July | 2007 | khi's life with an ech

July 2007

Monthly Archive

July 27, 2007

Sieve again

Posted by khigia under erlang
1 Comment

I didn’t known this was a so popular problem when I coded a sieve of Eratosthene using stream design from SICP.

In fact, I saw this video about NewSqueak which present an example of a concurrent algorithm of the sieve, and in this related discussion on plan9 group I also found an Haskell implementation (more related to the stream design than to the concurrent design IMHO). I also had a look at libtask which offer a C version of the concurrent sieve.
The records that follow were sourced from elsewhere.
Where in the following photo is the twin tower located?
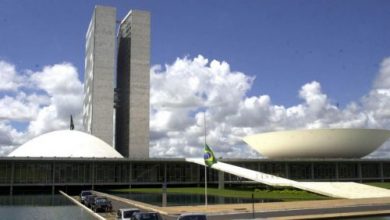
[83,6,150,159]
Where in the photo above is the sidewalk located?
[92,192,390,219]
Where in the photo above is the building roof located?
[8,130,123,158]
[244,129,390,158]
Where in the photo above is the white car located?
[177,213,207,220]
[116,208,140,220]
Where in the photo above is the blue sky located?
[0,0,390,105]
[0,0,390,157]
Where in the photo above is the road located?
[108,200,390,220]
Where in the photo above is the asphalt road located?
[105,198,390,220]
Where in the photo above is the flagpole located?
[203,111,207,208]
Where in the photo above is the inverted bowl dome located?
[8,130,123,158]
[244,129,390,158]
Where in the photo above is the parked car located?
[177,213,207,220]
[91,197,112,212]
[84,195,97,208]
[80,190,92,204]
[131,212,163,220]
[116,208,140,220]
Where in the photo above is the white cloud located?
[150,56,390,157]
[0,56,390,158]
[0,61,83,155]
[0,60,23,91]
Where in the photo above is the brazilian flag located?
[203,144,217,167]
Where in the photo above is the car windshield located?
[81,192,92,196]
[123,210,139,218]
[180,215,206,220]
[139,213,161,220]
[96,199,108,204]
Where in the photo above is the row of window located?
[0,161,390,184]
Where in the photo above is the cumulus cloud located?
[0,61,83,155]
[0,55,390,158]
[150,56,390,157]
[0,60,23,91]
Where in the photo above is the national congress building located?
[83,6,150,158]
[0,6,390,194]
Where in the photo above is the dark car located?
[131,212,163,220]
[84,195,97,208]
[177,213,207,220]
[116,208,140,220]
[91,197,112,212]
[80,190,92,204]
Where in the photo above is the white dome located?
[244,129,390,158]
[8,130,123,158]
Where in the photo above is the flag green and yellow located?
[203,144,217,167]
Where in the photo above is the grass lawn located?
[112,187,329,201]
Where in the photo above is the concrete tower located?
[83,6,116,145]
[115,10,150,159]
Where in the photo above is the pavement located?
[186,158,390,199]
[95,191,390,220]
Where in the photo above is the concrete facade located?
[83,6,116,146]
[115,10,150,159]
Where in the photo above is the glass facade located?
[0,158,390,191]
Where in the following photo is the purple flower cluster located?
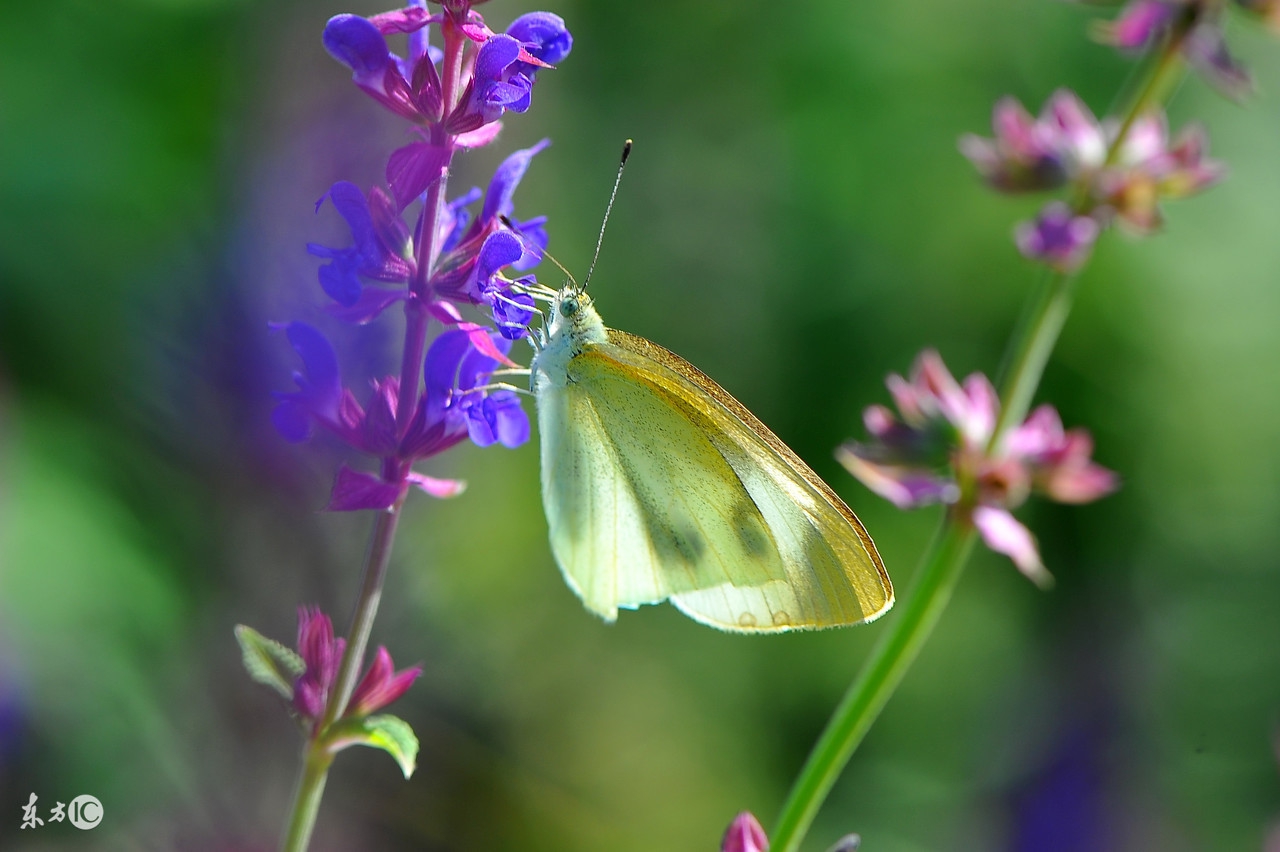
[273,0,573,510]
[293,606,422,727]
[960,90,1225,271]
[837,351,1119,585]
[1094,0,1280,99]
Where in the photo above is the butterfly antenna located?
[498,214,580,296]
[581,139,631,290]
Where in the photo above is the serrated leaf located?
[325,714,417,780]
[236,624,307,700]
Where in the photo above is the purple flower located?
[346,646,422,719]
[721,811,769,852]
[960,97,1066,192]
[837,351,1119,585]
[1096,114,1226,234]
[271,322,343,444]
[1014,201,1098,272]
[307,180,415,308]
[273,322,529,512]
[445,12,573,133]
[293,606,422,728]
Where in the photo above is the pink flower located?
[721,811,769,852]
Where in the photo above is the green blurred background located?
[0,0,1280,852]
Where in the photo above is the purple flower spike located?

That’s already a lot, so one more shouldn’t be useful … but I like this example, and thus here is my Erlang implementation using a spawn for each prime in the sieve.

July 21, 2007

Advises on delicious tags

Posted by khigia under adviserl, erlang, recommender
[3] Comments

Because CF need data to learn, small examples to illustrate adviserl are not easy to find. And thus the first “real” example is already a mis-use of adviserl: it uses the CF algorithm as an IR tool!

Anyway, here we go, I created a tag recommender with my delicious bookmarks (this is not new, delicious already display related tags, but this is just an application example toy).

This is done by considering each bookmark as a source (a user) and each tag as an item: each time a tag is associated with a bookmark, this is translated as “the bookmark rate the tag with a score of 1”. The complete code is this:
application:start(adviserl),
{ok, DeliciousPID} = deli_posts:start_link(),
gen_server:call(DeliciousPID, {login, User, Password}),
{ok, Posts, _Status} = gen_server:call(DeliciousPID, {get_posts, User, Options}, infinity),
io:format("Loading posts", []),
lists:foreach(
fun(#delipost{href=HRef,tags=Tags}) ->
io:format(".", []),
lists:foreach(
fun(Tag) -> adviserl:rate(HRef,Tag,{1,no_data}) end,
Tags
)
end,
Posts
),
io:format("~n", []).
Getting a recommendation for few keywords is then:
Keywords = ["erlang", "concurrency"], KeywordIDs = lists:map(fun(K) -> adv_items:id_from_key(K) end, Keywords), Ratings = lists:map(fun(ID) -> {ID, 1} end, IDs), Rec0 = adviserl:recommend_all(Ratings), lists:map(fun({ID,_}) -> {ok,K} = adv_items:key_from_id(ID), K end, Rec0).
(lot of this code is about format and conversion, hopefully it will be done in next API release).

This delicious example toy can be run by keywords.sh in delicious example folder.

Yeah, I know, we can do the same more easily with few statistics (and R) and no CF … but (1) I needed a small example and (2) this could be extended to use different user accounts.

Hey! I should try to use citeUlike instead of delicious for the next example!

July 21, 2007

delicious adviserl

Posted by khigia under adviserl, erlang
[2] Comments

I (began to) wrote a delicious API to implement a toy example for adviserl (thus the code is here). More about the toy example in next blog post.

Haven’t found anywhere a delicious API library for Erlang … but haven’t really look for it because I wanted to avoid dependency. So I wrote one, organised in 2 parts.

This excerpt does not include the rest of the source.